Ma da quali ambienti vengono le critiche maggiori?
Gli ambienti ebraici, specie quelli degli Stati Uniti, si sono fatti oggi più cauti dinanzi ai documenti della Santa Sede, ma in passato credo che tutto sia partito dalla vecchia Unione Sovietica che non perdonava a Pio XII il suo anticomunismo.

Ma che cosa si rimprovera a Pio XII?
Di essere stato filonazista, di non aver protestato energicamente contro la deportazione degli ebrei e le camere a gas, di aver taciuto - per debolezza - contro la barbarie di Hitler.

Ma è vero?
No, non è vero niente. Sono tutte calunnie che non reggono dinanzi ai fatti.
Pio XII, quando era nunzio in Germania, si legò di amicizia a molti cattolici tedeschi, amò il Paese, ma non fu mai filonazista e, fin dal principio, vide chiaramente dove avrebbe condotto la follia di Hitler. Le racconto un fatto che mi fu confidato da padre Leiber, segretario di Pio XII. Un giorno - credo fosse la fine del '33 - l'allora segretario di stato Eugenio Pacelli fu invitato da Charles Roux, ambasciatore di Francia presso la Santa Sede. Uno dei figli del diplomatico disse: È meglio avere al potere in Germania un pittore come Hitler che i generali prussiani. E Pacelli, di rimando: Lei non sa cosa dice. I generali prussiani avranno anche i loro difetti ma i nazisti sono diabolici. Già  nel 1935, Pacelli scrisse una lettera al vescovo di Colonia definendo i nazisti falsi profeti con l'orgoglio di Lucifero e, in quello stesso anno, da Lourdes, tuonò contro quelle ideologie possedute dalla superstizione della razza e del sangue.

Ma allora perché il Papa non intervenne, magari con una denuncia, magari con un documento forte?
Ecco, proprio dai documenti che ho curato con i miei confratelli, padre Gumpel e padre Graham, (ben dodici volumi) emerge un'altra verità : Pio XII sapeva che se avesse denunciato pubblicamente il nazismo, la persecuzione contro gli ebrei e i cattolici sarebbe stata ancora più terribile.
Questo fu il suo dramma interiore. Nel discorso ai cardinali del 2 giugno '43 disse: Ogni parola da noi rivolta a questo scopo alle competenti autorità  e ogni nostro pubblico accenno, dovevano essere da noi seriamente ponderati e misurati nell'interesse dei sofferenti stessi per non rendere, pur senza volerlo, più grave e insopportabile la loro situazione.

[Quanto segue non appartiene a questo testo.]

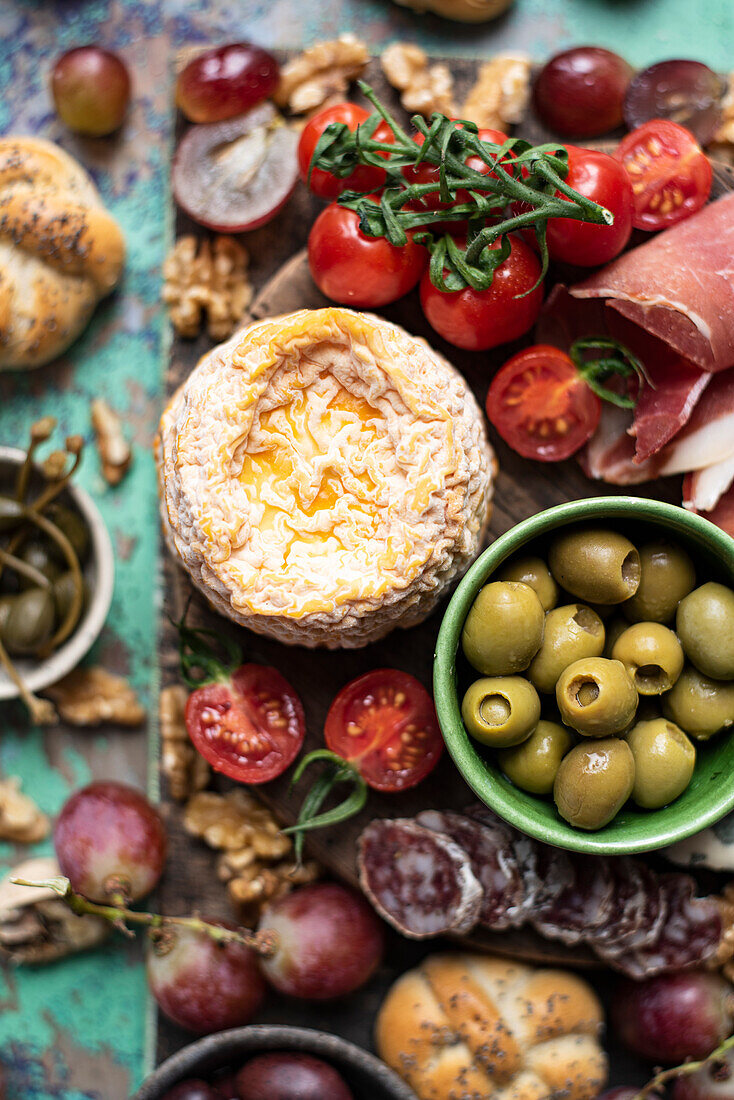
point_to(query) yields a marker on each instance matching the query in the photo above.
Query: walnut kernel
(92, 696)
(318, 74)
(207, 277)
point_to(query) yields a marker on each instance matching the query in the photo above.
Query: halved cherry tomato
(363, 178)
(249, 725)
(481, 319)
(669, 172)
(360, 271)
(541, 406)
(384, 724)
(600, 177)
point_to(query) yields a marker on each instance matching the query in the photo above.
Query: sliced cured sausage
(418, 880)
(493, 862)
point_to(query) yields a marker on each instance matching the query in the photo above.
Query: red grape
(674, 1016)
(291, 1077)
(225, 81)
(193, 1090)
(580, 92)
(91, 90)
(330, 942)
(688, 92)
(204, 986)
(236, 175)
(110, 840)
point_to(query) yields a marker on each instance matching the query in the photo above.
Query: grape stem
(263, 943)
(661, 1079)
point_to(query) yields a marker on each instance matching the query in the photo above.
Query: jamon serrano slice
(418, 880)
(679, 286)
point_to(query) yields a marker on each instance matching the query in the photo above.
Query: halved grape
(685, 91)
(236, 175)
(580, 92)
(226, 81)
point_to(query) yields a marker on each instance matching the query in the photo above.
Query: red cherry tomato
(598, 176)
(359, 271)
(324, 184)
(541, 406)
(481, 319)
(669, 172)
(384, 723)
(249, 726)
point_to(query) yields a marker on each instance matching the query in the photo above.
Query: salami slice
(418, 880)
(492, 860)
(689, 936)
(581, 906)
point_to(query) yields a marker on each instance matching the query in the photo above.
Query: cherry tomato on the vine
(541, 406)
(481, 319)
(249, 725)
(384, 724)
(324, 184)
(669, 172)
(600, 177)
(360, 271)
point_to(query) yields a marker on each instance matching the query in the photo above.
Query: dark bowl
(368, 1077)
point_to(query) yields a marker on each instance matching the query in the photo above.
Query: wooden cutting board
(281, 271)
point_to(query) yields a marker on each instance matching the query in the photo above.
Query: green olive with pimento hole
(667, 575)
(704, 623)
(593, 782)
(533, 765)
(652, 655)
(501, 711)
(665, 759)
(570, 633)
(594, 564)
(596, 696)
(535, 572)
(701, 706)
(504, 628)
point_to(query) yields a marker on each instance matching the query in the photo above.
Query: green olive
(37, 553)
(571, 631)
(666, 575)
(704, 623)
(74, 527)
(533, 765)
(593, 782)
(665, 759)
(30, 623)
(535, 572)
(596, 565)
(504, 628)
(701, 706)
(596, 696)
(501, 711)
(652, 655)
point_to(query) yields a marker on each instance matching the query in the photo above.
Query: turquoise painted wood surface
(77, 1030)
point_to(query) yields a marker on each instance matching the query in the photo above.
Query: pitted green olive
(666, 575)
(504, 628)
(596, 697)
(535, 572)
(665, 759)
(594, 564)
(501, 711)
(571, 631)
(593, 782)
(701, 706)
(704, 623)
(652, 655)
(533, 765)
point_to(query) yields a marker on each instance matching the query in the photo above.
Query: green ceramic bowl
(711, 792)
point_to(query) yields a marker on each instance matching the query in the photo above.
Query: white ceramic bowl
(99, 574)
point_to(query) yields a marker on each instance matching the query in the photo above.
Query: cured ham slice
(679, 286)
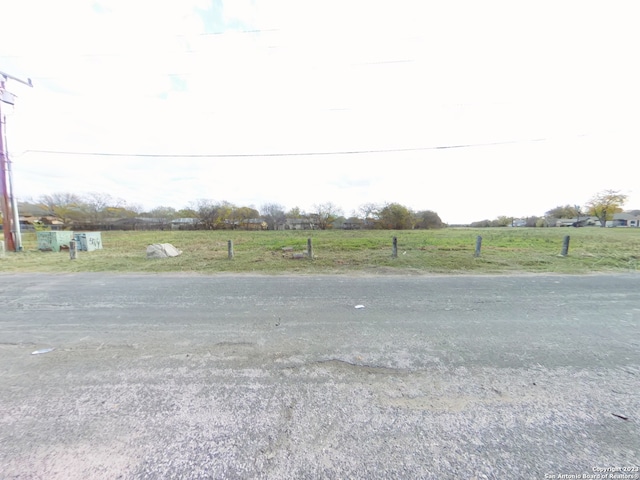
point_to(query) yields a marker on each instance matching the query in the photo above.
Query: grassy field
(504, 250)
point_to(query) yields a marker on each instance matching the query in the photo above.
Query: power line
(280, 154)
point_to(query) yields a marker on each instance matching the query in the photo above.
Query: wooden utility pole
(10, 219)
(7, 215)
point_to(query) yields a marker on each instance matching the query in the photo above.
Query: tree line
(603, 206)
(102, 208)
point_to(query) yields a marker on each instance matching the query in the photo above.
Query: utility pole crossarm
(11, 77)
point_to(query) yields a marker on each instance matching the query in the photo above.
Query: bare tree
(273, 214)
(369, 213)
(100, 206)
(604, 204)
(325, 214)
(66, 206)
(212, 215)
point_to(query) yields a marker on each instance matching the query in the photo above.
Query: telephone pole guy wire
(8, 201)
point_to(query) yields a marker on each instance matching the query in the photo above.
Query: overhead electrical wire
(279, 154)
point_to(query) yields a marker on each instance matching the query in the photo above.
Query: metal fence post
(478, 246)
(565, 246)
(309, 248)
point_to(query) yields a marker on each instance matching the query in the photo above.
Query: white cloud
(141, 77)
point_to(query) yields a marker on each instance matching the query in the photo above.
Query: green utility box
(88, 241)
(54, 241)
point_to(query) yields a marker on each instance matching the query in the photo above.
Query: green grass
(504, 250)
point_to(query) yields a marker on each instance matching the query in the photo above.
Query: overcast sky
(541, 100)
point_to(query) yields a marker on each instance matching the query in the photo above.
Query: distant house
(140, 223)
(253, 224)
(624, 220)
(352, 223)
(184, 223)
(577, 222)
(298, 224)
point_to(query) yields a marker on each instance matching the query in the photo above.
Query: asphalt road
(175, 376)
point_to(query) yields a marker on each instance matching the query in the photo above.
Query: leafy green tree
(604, 204)
(166, 213)
(394, 216)
(186, 213)
(502, 221)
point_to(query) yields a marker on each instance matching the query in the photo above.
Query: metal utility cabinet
(88, 241)
(54, 241)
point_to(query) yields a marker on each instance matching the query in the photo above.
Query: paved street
(436, 377)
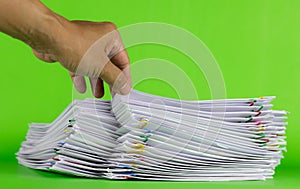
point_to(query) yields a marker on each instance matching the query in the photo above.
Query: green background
(256, 44)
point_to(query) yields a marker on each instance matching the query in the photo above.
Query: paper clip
(138, 146)
(252, 101)
(146, 138)
(72, 120)
(250, 119)
(261, 128)
(145, 123)
(260, 108)
(147, 130)
(258, 113)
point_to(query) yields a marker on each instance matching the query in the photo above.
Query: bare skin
(85, 48)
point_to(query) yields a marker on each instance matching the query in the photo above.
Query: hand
(86, 50)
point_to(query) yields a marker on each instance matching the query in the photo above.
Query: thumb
(115, 78)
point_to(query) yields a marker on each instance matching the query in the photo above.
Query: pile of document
(142, 136)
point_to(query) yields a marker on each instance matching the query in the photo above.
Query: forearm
(31, 22)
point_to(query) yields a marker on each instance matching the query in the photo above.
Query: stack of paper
(149, 137)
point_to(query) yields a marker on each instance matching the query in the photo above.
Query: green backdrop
(256, 43)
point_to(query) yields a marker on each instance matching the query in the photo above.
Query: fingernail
(125, 89)
(121, 85)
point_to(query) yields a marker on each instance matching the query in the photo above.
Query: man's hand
(96, 51)
(85, 48)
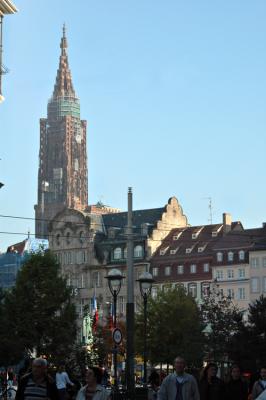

Ma c'è un caso, uno almeno, in cui la denuncia della Chiesa ha provocato ritorsioni e persecuzioni?
Guardi, le cito solo un caso: il 20 luglio del '42 i vescovi olandesi, assieme ai capi delle Chiese protestanti, pubblicarono una lettera contro la deportazione degli ebrei. Ebbene, sei giorni dopo, esattamente il 26 luglio, 156 ebrei vennero condotti nei campi di sterminio, e fra questi Edith Stein, divenuta suora carmelitana, e canonizzata da Giovanni Paolo II. Un sopravvissuto dell'Olocausto, il rabbino capo di Danimarca, Marcus Melchior, scrisse che se il Papa avesse preso esplicitamente posizione, Hitler avrebbe probabilmente massacrato più di sei milioni di ebrei e forse milioni di cattolici.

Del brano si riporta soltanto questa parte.